The discovery of new glomerular antigens has called into question the classic distinction between primary and secondary MN. In many cases, the identification of the target antigen allows for a more precise definition of the aetiology and correlates the histopathological picture with specific clinical phenotypes. This conceptual evolution suggests that the traditional classification may become obsolete and that, in the future, direct antigen typing on glomerular tissue using immunohistochemistry or mass spectrometry may guide diagnosis and therapeutic choices in a more targeted manner [19]. In the clinical case described, the double negativity for anti-PLA2R and the absence of obvious signs of secondary MN at onset initially pointed towards an idiopathic form. However, the clinical evolution and subsequent histological data (severe vasculopathy, recurrent proteinuria, onset of Raynaud’s phenomenon and ANA autoantibodies) raised the suspicion of a developing systemic autoimmune form.
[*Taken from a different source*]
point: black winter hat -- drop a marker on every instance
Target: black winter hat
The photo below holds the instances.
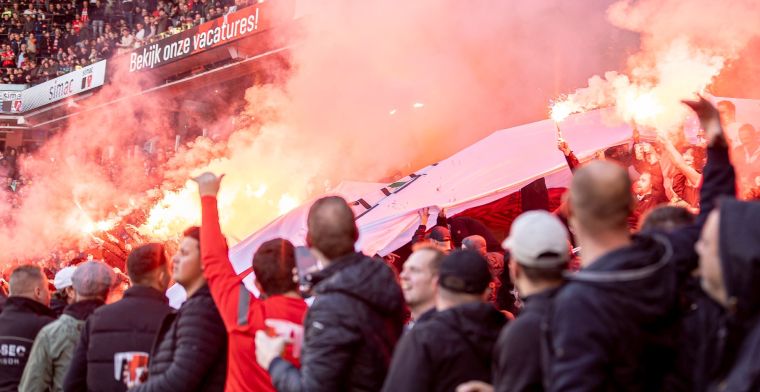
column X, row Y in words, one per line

It is likely that, if a more advanced glomerular antigen analysis had been available, it could have identified an alternative antigen, suggesting a secondary origin from the outset.

 

Conclusion

The case presented is a particularly rare example of MN secondary to SSc sine scleroderma, characterised by an atypical clinical course, in which renal manifestations preceded the overt onset of systemic rheumatic disease by several years. This unusual time sequence highlights how important it is to adopt a multidisciplinary approach and maintain close follow-up in patients with apparently idiopathic MN but who have unconventional clinical or laboratory signs. Several factors pointed towards a diagnosis of secondary MN of a systemic autoimmune nature during follow-up: the persistent negativity of anti-PLA2R antibodies, a highly specific serological marker of primary MN; the early presence of severe arterial hypertension, unusual in the idiopathic form; the histological finding of marked arteriolosclerosis and extensive interstitial fibrosis in a short period of time; the progressive increase in ANA titre with anticentromere pattern, suggestive of systemic connective tissue disease; the appearance of Raynaud’s phenomenon as an indicator of systemic microangiopathy; and finally, the favourable response to immunosuppressive therapy, both with the Ponticelli regimen and with rituximab, capable of inducing significant clinical remissions. This case highlights the importance of maintaining a high index of diagnostic suspicion in patients with seronegative MN, especially when atypical clinical or laboratory indicators coexist. Early classification as MN secondary to systemic autoimmune disease in its early stages or sine scleroderma allows for the timely initiation of targeted therapy and potentially prevents progression to chronic renal failure. Ultimately, repeat renal biopsy and dynamic immunological monitoring remain key tools for refining the differential diagnosis and optimising therapeutic management in complex clinical scenarios.